This 5-year-old girl told me that every day, from sunrise to sundown, she herds a large flock of sheep all by herself.

Everywhere in Potosi these children of the rocks ran to the road when, maybe twice a day, a car went by.

From early childhood they had learned that a quarter or a piece of bread meant the difference between a meal or going to bed hungry. This band comes from here and directly call themselves "Norte de Potosi".

The woman with eyes like the imploring, hopeful children's eyes I saw, sings of living without money in a child's voice almost like the children's squeaky, almost shrillingly desperate voices which went right through me.

Music (Norte de Potosi):

Further north, on the Altiplano where the shallow lakes are teeming with flamingoes, it is not quite so barren.

Here, on the treeless, barren plateau is where the majority of Bolivia's Indian peasants are found in small, closed peasants' communities. The communities are 100% Indian, and it seems incredible that almost everyone marries within the village, since every village has only a few hundred inhabitants.

For thousands of years all land was common property, and since almost everybody in the village is related to each other, it is still very common that the families are assigned land according to their needs.

I had heard a lot about how impenetrable and hostile these small, collective villages are to strangers as a result of centuries of white oppression, but several times, on festive occasions, I succeeded in getting invited to their common meals. With their strong resistance against being exploited photographically, they are the most difficult people in the world to photograph.

Even at great distances they ducked behind the sheep at the mere sight of a camera.

Not without humor, though. It took me 2 hours to photograph this girl, as she kept hiding behind the wall to tease me.

The women's colorful, bulging skirts literally made me feel like a skirt-teaser with my camera.

But the women also radiate a peculiar strength.

The Aymara women often beat their husbands, the men told me, while the men almost never hit them back.

The men's attitude to the women maybe has to do with the fact that children on the Altiplano are nursed till they are 3 or 4, which creates extremely strong bonds between mother and child.

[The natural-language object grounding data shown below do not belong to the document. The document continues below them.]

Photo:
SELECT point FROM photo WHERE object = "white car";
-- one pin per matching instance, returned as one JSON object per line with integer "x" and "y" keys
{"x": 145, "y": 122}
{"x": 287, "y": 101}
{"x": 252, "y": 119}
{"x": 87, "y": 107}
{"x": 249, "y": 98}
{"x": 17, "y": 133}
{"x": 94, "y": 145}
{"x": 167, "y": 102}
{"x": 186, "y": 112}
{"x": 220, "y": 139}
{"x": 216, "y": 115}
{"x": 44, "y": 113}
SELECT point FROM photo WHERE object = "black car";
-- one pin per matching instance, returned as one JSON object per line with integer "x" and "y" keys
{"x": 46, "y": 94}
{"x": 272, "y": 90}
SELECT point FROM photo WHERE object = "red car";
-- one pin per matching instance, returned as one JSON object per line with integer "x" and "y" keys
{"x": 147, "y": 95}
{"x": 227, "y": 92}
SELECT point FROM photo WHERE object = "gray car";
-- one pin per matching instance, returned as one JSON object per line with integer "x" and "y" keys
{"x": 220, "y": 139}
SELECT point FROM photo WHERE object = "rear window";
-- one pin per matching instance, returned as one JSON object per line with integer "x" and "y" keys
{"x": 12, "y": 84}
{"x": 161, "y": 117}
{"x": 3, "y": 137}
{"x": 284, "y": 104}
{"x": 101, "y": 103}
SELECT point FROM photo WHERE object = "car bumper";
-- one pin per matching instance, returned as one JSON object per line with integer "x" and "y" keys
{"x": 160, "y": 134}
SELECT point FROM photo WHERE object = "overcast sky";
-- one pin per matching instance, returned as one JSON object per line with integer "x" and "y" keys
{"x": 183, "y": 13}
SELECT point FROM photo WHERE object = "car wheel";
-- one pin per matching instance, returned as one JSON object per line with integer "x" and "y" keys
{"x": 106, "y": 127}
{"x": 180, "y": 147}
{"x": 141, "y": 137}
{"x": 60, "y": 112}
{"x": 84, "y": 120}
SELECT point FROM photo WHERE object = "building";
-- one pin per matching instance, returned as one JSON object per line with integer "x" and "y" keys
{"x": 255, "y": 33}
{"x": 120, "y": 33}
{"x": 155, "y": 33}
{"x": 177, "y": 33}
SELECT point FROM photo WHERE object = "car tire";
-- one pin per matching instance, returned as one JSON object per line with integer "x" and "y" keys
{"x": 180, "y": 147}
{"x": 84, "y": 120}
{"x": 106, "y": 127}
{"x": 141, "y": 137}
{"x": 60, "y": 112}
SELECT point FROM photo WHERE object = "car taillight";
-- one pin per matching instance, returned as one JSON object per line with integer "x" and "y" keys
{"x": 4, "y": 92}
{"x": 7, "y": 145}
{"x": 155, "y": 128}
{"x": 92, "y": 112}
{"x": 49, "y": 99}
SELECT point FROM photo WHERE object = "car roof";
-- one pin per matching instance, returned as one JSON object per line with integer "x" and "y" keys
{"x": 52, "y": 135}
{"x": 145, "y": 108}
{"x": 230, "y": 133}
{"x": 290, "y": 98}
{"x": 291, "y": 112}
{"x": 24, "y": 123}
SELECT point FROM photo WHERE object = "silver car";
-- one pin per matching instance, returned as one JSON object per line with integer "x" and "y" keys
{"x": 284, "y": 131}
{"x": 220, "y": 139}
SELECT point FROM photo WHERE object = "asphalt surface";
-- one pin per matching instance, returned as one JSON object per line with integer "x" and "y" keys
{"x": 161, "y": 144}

With their reluctant nature, a lot like their cold, windy tundra surroundings, it was so much greater an experience to get a glimpse of their deeper human kindness.

For no kindness should be able to survive in these surroundings, where everybody has to toil in order to make an existence for themselves out of the more or less exhausted land.

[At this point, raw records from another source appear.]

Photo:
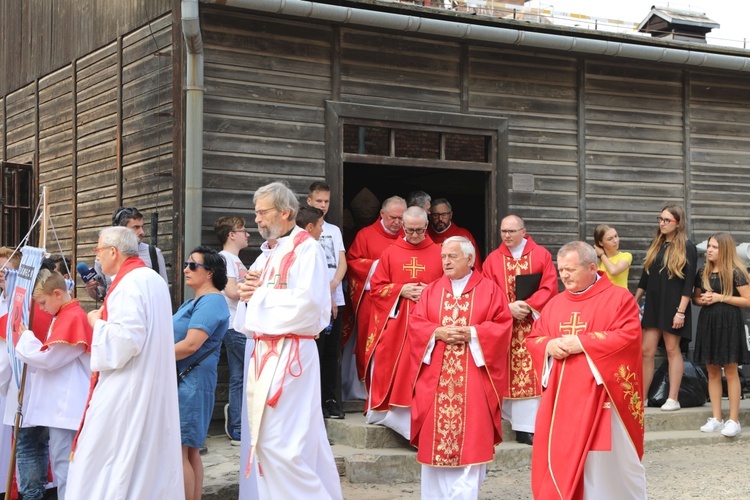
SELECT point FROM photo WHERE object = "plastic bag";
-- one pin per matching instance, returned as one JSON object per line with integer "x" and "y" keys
{"x": 693, "y": 389}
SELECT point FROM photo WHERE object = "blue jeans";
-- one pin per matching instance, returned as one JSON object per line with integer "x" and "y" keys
{"x": 32, "y": 457}
{"x": 235, "y": 344}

In many poor countries, people work in bare feet, but in this freezing rain the expression of suffering and impoverishment on their faces seemed to increase the higher I got.

One in every three children die before they reach the age of five, and young people look very old.

In this village, CARE has financed the water supply, which has improved the hygiene so much that the infant mortality rate has decreased by 50%.

This CARE-manager told me how the Indians themselves dug down the water pipes from the well up in the mountains. The project cost CARE less than 1.000 dollars but it has already saved many lives.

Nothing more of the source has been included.